Sudol “said something about water being soothing, reminiscent of John the Baptist, and then asked me to float on my back and close my eyes,” Hanratty recalled.

“He put one arm underneath my shoulder, the other underneath my upper thigh,” he said. “It was reminiscent of the pose you often see of the Blessed Mother holding her son’s lifeless body after he was taken down from the cross.

“He was talking about John the Baptist and then segued into our changing bodies” while asking questions about his private parts, Hanratty said.

“That was the first time I ever noticed that he was physically being aroused,” he said. “I felt trapped in my own backyard. 50 feet from my door.”

There were other boys, two of whom Hanratty said later committed suicide. But in those cases, he said, “it’s certainly not my story to tell.”

Given what happened to them, he reasoned that his experience wasn’t so bad. But that was only denial – one of several stages of grief.

“It was a very long process,” Hanratty told Daily Voice. “I first hinted at the abuse to my wife, family and some close friends about 15 years ago, not long after the Boston scandal broke. I was convinced that would bring healing. But it never did.

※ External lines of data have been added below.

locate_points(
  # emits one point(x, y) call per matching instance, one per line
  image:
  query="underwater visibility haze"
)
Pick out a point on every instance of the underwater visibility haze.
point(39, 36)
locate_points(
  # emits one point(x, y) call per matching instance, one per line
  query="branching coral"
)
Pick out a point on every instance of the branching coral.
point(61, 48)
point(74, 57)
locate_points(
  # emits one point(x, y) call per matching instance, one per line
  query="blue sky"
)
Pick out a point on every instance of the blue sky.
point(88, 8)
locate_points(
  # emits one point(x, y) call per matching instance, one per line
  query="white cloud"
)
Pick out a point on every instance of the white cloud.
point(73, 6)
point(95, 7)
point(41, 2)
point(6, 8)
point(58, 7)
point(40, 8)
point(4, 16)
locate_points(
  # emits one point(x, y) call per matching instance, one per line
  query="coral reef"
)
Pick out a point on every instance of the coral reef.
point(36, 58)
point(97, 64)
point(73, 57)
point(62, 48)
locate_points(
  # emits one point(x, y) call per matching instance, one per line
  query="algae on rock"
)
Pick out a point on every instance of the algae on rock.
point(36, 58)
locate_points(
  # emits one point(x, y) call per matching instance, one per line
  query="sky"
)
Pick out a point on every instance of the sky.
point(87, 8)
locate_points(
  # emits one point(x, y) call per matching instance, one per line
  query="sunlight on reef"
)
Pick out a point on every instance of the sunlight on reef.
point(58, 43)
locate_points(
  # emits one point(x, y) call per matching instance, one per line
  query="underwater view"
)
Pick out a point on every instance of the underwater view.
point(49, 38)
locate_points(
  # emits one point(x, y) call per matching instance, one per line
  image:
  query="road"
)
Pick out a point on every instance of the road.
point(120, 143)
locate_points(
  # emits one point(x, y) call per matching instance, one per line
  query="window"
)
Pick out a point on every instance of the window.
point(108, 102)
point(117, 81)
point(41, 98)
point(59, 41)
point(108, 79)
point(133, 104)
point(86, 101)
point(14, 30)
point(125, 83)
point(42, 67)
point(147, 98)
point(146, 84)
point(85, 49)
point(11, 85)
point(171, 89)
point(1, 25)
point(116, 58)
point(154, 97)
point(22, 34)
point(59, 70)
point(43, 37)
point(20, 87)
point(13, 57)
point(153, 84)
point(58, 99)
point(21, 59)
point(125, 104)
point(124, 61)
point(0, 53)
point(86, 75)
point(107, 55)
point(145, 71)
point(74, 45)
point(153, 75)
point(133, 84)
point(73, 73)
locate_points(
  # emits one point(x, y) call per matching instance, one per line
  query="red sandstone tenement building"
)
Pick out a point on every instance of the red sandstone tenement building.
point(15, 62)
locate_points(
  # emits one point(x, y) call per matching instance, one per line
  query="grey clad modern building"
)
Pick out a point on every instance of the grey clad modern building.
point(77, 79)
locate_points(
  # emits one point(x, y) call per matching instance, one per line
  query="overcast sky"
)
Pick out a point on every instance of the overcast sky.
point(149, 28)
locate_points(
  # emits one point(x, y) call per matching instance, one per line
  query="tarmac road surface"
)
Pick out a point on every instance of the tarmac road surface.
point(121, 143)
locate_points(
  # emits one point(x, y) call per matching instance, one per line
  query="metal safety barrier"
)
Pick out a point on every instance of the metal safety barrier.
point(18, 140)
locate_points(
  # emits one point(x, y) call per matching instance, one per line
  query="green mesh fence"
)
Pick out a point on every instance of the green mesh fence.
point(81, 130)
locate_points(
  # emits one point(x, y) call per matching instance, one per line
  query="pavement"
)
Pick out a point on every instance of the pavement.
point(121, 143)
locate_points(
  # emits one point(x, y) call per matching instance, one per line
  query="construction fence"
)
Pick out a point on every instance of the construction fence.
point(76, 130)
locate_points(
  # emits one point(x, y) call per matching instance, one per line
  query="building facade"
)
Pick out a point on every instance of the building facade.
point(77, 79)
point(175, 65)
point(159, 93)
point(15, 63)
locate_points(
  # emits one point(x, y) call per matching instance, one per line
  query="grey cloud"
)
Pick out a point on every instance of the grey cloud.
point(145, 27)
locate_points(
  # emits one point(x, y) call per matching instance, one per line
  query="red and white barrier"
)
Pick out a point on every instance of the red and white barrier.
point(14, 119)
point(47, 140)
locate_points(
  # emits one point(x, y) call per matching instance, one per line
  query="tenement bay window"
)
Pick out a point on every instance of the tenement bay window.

“Make no mistake: I’ve had some very, very good times in these last 15 years. They were some of the best years of my life. But this trauma was always there, even if it lay dormant for long periods of time.”

Hanratty was reading through the 1,356-page grand jury report last week when he hit a line that stopped him cold. It referred to the internal policies of the various archdioceses:

“When a priest does have to be removed, don’t say why. Tell his parishioners that he is on ‘sick leave,’ or suffering from ‘nervous exhaustion.’

Hanratty instantly recalled the day when his mother asked whether he’d heard that Sudol had left St. Francis. When he asked why, he said, she told him the pastor cited “nervous exhaustion – whatever that means.”

Hanratty met his wife, Jaime, at St. Francis in 1983. They were later married there. They lived in a Ridgefield Park apartment before buying a home in Passaic County 12 years ago.

She was away on business late last week when Hanratty told her that he was at last ready to share his story.

“It was a blessing in disguise that she was away,” he told Daily Voice. “I had the solitude I needed to stay focused and not project any of my fears or emotions on anybody else….It was just me, my dog and my laptop.”

Response to the column overwhelmed him.

“Almost instantaneously, names I haven’t thought about for decades were sending me message requests, thanking me, telling me it was all too real,” Hanratty said. “The general consensus was that something had to be said.

“People wrote me to tell me they feared something happened to their sons or brothers. Most of all, people told me they had my back.

“The outreach and affection that the community has shown made it feel like we never left,” he said.

Hanratty believes there was “a greater good in coming forward, one much more important than one man’s attempt to put the past behind him.

“The community has always known. When we were kids, we laughed about it. When we were young adults, we ignored it,” he said. “Now that we’re older, we should be coming to grips with it.

“I don’t pretend to be his ‘worst’ victim. I’m still standing, I have an amazing wife who has lived through every second of this and has her own separate, horrible experiences with the aftermath of Gerry Sudol. I have a collection of friends I’ve made since I graduated from RP that have encouraged me every step of the way. I have the unyielding support of my family and my in-laws. My life is damned good.

“But the courage of the St Francis community and Ridgefield Park at large in speaking together in unison against this might be the greatest thing to happen to the village in my lifetime,” Hanratty told Daily Voice.

“I’m in awe of the sheer relentlessness that many faces that I haven’t seen in ages have displayed in trying to right a wrong,” he said. “What that looks like is anybody’s guess. But I know that it’s not a secret anymore.

“And sunlight is the best disinfectant.”